Мао Цзэдун - Александр Панцов
Шрифт:
Интервал:
На какое-то время в связи с отставкой в октябре 1964 года Хрущева появилась надежда на возобновление конструктивного диалога. На первом же заседании Президиума ЦК КПСС было принято решение «пока», в тактических целях, прекратить «критику» КПК, хотя и «не менять позиции по китайскому вопросу»153. В начале ноября по приглашению советской стороны на празднование годовщины Октябрьской революции прибыла китайская делегация во главе с Чжоу Эньлаем. Ее тепло встретил Алексей Николаевич Косыгин, наиболее активный сторонник нормализации отношений с Китаем. Однако шанс наладить хотя бы нормальные деловые связи с некогда добрым соседом рухнул. По словам помощника Брежнева Андрея Михайловича Александрова-Агентова, это произошло «после нелепого случая или же под влиянием военной верхушки, разозленной на китайцев.

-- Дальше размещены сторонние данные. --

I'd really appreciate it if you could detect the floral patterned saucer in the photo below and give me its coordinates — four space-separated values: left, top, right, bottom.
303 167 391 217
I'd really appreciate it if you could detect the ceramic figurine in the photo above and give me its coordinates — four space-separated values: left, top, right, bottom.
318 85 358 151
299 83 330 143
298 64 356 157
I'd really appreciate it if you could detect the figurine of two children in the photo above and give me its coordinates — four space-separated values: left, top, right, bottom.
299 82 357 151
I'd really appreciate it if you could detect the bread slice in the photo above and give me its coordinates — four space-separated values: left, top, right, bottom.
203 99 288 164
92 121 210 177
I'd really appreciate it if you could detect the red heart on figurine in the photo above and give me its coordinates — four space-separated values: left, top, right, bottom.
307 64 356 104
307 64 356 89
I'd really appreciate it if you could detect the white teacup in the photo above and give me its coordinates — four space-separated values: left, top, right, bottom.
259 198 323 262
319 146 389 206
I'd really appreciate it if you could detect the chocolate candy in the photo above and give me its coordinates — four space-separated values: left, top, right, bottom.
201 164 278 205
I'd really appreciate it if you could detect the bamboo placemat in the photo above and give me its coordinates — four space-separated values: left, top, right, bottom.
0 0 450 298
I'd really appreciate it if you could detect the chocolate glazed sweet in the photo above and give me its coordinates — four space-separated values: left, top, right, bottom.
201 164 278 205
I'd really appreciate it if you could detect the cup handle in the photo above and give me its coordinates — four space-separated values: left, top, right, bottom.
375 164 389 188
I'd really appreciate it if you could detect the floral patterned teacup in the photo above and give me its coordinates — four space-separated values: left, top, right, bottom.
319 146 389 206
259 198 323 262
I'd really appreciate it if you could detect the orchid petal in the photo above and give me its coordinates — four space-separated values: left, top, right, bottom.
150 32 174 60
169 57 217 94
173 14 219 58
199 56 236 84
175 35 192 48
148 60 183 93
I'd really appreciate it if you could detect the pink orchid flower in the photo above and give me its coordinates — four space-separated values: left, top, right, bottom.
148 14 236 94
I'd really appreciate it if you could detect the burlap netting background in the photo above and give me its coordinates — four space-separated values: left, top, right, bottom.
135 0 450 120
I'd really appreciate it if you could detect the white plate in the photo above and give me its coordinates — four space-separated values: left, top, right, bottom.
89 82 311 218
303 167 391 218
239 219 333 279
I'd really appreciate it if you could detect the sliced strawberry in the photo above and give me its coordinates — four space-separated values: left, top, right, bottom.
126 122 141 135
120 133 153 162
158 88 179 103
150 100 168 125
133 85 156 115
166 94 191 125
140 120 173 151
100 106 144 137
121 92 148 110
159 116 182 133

Так или иначе, но во время праздничного банкета в Кремле к китайскому премьеру подошел крепко подвыпивший министр обороны маршал Малиновский и во всеуслышание заявил: „Ну вот, мы свое дело сделали — выбросили старую галошу — Хрущева. Теперь и вы вышвырните свою старую галошу — Мао, и тогда дела у нас пойдут“. Вне себя от возмущения Чжоу Эньлай немедленно покинул банкет и сразу же улетел в Пекин»154. Советским руководителям он заявил: «Нам не о чем говорить»155.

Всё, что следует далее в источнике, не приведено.